The mining division is an ISO 9001-certified facility, which has become somewhat of an expectation of modern companies. The thing that makes this operation unique is that the entire business operation is ISO-certified.
“That is not common,” said Mathis. “It’s actually quite impressive to have the entire business adhere to these rigorous guidelines.”
The ISO 9000-family of standards provide guidance and tools for companies that want to ensure their products and services meet customer requirements while consistently improving quality.
“It’s the strongest control check out there,” said Mathis. “Customers are demanding it and they don’t want a company to bid that’s not certified.”
The facility in Peoria is one of Komatsu’s Mother plants, a location recognized by the organization for its development capabilities and positioned as a key contributor to global production.
To support its role as a manufacturing powerhouse, Peoria built a new spare parts warehouse in 2014 capable of housing more than 3,000 components to better serve its customers and create a more efficient workstream by reducing logistical challenges.
When it comes to the production process, Mathis shared an innovation the plant introduced a few years ago: a moving assembly line with a flexible conveying system that uses air to propel pieces of the machinery.
Previously the facility utilized a stall-build assembly process. They would simply park the frame and finish the truck over the next three weeks. The air system, Mathis described, is like an air hockey table from the arcade, flipped upside down. Pinholes of air allow them to glide 40-50 tons of truck along the line with ease, making the manufacturing process much more efficient.
People play the most important role in manufacturing these machines.
“It’s true craftsman that make the frame of the truck,” said Mathis. “Our people are some of the most talented in the industry.”
It should come as no surprise that this workforce is so skilled when you consider the history of Peoria.
“Making things was Peoria’s reason for existence for many decades” said Mathis.
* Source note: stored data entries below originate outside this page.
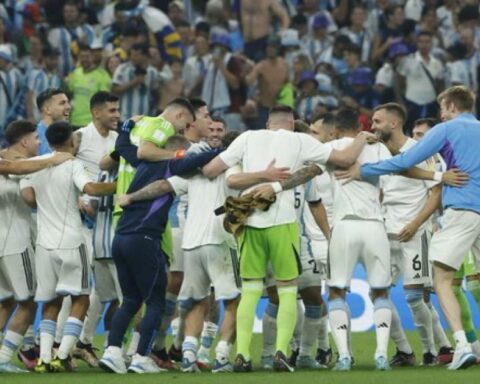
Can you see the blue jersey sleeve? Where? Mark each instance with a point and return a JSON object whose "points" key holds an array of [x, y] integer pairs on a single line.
{"points": [[424, 149]]}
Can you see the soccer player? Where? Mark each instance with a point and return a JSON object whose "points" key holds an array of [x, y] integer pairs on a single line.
{"points": [[17, 266], [140, 260], [273, 236], [96, 140], [408, 205], [456, 140], [61, 261], [54, 105]]}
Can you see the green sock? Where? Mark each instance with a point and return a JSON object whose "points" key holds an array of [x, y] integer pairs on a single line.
{"points": [[286, 317], [465, 312], [251, 293], [474, 288]]}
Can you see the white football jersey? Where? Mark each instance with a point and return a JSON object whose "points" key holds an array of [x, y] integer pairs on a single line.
{"points": [[254, 150]]}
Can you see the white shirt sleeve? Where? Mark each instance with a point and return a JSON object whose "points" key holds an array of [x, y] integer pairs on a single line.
{"points": [[314, 150], [80, 175], [235, 152], [179, 185]]}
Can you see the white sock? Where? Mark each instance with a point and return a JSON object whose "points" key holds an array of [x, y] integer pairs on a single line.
{"points": [[460, 338], [170, 305], [71, 333], [297, 332], [28, 339], [62, 318], [439, 334], [338, 317], [311, 325], [422, 317], [11, 342], [323, 342], [47, 337], [397, 333], [222, 351], [105, 339], [189, 348], [382, 316], [269, 329], [132, 347], [94, 314]]}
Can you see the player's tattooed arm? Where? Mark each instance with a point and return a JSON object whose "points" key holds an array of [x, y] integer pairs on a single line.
{"points": [[151, 191], [301, 176]]}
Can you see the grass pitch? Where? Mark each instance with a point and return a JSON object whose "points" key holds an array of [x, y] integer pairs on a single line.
{"points": [[362, 373]]}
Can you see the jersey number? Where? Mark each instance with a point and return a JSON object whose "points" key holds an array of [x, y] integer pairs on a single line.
{"points": [[416, 263]]}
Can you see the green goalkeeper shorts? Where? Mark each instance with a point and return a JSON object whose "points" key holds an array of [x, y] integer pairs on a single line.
{"points": [[468, 267], [278, 245]]}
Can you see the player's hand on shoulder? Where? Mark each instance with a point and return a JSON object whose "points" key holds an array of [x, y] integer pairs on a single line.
{"points": [[455, 178]]}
Set on the Illinois River, the city was a destination for a variety of imports and an indispensable point of export when maritime transport was the primary way of moving goods. With an abundance of grains in the Midwest, whiskey and beer were two of the earliest exports.
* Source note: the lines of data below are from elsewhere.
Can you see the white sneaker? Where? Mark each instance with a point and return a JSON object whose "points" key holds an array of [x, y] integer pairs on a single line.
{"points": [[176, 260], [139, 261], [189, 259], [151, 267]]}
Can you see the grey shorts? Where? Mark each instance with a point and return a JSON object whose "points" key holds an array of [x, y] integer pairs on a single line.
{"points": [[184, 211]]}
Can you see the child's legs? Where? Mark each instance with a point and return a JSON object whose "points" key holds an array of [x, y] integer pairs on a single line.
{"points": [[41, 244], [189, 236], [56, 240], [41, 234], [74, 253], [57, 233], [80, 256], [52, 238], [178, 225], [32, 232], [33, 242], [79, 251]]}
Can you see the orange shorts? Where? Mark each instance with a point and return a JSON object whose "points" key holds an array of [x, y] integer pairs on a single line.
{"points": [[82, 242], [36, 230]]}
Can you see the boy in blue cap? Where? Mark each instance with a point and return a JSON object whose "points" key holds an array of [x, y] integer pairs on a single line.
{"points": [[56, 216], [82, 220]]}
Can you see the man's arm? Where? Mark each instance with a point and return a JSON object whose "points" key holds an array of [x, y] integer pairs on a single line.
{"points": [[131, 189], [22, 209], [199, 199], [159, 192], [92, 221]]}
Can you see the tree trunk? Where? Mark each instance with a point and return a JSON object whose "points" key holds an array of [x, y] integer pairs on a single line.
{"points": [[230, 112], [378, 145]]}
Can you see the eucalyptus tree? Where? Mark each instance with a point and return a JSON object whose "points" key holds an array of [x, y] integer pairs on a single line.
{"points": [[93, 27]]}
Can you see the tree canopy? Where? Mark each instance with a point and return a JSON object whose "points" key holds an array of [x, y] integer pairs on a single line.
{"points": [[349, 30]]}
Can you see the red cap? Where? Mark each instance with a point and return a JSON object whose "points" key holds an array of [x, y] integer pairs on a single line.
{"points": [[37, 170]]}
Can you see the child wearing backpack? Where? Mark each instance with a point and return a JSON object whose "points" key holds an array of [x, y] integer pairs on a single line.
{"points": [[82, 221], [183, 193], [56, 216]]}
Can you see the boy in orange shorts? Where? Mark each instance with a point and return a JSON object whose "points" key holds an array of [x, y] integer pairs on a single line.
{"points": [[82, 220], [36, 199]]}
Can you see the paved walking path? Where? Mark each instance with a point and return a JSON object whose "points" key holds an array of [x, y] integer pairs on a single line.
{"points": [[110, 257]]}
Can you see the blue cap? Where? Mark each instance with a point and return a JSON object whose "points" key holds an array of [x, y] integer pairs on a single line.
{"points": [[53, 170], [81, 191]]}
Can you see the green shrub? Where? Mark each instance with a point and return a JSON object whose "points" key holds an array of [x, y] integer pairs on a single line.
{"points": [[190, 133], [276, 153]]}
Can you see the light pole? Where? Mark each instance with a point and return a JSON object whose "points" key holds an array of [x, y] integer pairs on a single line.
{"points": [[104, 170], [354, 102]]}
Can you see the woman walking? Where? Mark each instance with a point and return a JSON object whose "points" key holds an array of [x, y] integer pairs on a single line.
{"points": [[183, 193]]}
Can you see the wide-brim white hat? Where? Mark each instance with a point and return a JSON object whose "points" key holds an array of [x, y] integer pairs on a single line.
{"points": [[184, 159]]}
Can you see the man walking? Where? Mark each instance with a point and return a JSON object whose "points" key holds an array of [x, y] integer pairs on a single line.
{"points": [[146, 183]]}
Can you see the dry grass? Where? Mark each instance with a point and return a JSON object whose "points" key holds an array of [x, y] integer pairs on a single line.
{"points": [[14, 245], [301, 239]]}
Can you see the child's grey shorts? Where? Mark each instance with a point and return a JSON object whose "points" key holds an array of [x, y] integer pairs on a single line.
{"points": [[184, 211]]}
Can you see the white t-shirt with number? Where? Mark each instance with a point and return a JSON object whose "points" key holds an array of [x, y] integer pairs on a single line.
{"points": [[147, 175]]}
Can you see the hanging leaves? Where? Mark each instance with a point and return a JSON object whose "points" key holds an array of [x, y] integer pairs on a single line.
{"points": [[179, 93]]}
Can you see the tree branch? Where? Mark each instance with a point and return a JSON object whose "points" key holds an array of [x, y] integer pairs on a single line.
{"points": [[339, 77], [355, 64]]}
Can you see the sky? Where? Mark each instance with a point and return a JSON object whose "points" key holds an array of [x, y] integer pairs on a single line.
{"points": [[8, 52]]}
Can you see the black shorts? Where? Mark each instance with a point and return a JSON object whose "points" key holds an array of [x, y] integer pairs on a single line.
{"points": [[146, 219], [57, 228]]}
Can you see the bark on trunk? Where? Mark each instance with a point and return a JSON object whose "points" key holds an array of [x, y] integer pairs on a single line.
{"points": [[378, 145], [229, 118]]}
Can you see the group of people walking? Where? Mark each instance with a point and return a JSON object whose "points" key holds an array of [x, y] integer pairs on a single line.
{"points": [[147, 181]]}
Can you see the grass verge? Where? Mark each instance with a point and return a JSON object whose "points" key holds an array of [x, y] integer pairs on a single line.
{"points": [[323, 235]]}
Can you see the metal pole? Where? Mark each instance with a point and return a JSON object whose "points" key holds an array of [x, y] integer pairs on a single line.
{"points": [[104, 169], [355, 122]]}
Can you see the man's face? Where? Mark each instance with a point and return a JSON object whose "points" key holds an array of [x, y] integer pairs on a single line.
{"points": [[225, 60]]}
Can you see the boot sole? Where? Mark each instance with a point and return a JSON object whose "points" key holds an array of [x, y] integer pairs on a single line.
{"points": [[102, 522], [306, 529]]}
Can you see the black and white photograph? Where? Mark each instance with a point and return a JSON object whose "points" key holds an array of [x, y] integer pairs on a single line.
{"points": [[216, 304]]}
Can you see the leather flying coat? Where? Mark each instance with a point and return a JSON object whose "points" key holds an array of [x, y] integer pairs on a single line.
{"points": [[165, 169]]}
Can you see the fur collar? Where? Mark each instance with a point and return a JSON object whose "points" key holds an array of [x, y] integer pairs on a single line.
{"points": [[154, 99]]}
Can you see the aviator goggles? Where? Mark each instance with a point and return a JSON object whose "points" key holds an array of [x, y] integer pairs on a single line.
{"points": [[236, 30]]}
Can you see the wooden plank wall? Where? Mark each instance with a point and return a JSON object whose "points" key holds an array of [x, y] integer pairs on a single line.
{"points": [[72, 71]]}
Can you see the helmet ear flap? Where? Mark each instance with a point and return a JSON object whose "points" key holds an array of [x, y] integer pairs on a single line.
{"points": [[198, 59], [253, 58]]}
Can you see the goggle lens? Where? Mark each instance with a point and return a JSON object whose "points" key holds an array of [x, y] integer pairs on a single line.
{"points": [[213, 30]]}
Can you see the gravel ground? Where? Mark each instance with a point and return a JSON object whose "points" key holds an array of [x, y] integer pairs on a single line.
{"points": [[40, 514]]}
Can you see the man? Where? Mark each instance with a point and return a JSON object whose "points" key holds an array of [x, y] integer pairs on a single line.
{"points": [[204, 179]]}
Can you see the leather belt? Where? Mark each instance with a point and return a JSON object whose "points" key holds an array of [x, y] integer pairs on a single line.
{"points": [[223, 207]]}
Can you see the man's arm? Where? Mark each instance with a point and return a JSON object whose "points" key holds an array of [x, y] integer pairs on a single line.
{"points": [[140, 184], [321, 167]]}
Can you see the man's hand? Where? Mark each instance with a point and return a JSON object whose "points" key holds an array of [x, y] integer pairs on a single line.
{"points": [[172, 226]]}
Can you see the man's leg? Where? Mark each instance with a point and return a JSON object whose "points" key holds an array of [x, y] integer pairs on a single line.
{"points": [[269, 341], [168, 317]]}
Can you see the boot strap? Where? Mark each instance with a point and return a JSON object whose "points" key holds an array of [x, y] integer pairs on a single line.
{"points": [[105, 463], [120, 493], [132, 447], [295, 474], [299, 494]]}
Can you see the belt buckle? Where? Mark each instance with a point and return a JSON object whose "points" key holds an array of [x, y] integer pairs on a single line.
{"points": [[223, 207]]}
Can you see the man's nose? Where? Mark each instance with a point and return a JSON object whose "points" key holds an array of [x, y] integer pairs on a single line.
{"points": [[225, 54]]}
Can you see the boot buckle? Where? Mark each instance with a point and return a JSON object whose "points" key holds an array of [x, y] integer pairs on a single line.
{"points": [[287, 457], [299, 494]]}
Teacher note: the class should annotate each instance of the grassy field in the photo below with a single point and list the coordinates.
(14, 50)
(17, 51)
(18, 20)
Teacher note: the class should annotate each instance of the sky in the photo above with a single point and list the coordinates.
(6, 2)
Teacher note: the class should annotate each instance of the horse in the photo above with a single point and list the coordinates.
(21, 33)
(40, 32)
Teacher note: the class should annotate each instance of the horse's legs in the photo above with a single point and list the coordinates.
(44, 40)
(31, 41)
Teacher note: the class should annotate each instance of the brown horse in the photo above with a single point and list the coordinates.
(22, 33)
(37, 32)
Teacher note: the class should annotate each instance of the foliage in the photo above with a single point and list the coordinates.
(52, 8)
“Distilleries needed talented welders that could fabricate high-quality,” said Mathis. “As time passed, the goods produced here have changed, but the incredibly skilled workforce has remained. We see it as a real strength of the community and it made Peoria the perfect fit for Komatsu.”
The mining division at Peoria employs about 800 people and this facility is very active in seeking out new recruits who excel in skilled labor, particularly welders and assembly electricians.
To help facilitate an influx of fresh talent, the new business model is to train people in the community and to ensure them a job upon completion.
“Employees are the most valuable asset we have,” said Mathis. “As they grow, the company benefits from their knowledge.”
In 2012, PBS featured Komatsu’s Peoria manufacturing facility in “Heavy Metal Task Force,” as part of its “Raw to Ready” series. The show would go into factories to highlight the craftsmanship it takes to build incredible machines and reveal hidden stories of human ingenuity that transform raw materials into monumental marvels of modern technology.
“It’s crazy when you think about it,” said Mathis. “These trucks are harvesting the raw materials we need in order to build more heavy equipment. It’s not the circle of life, but it is the circle of manufacturing.”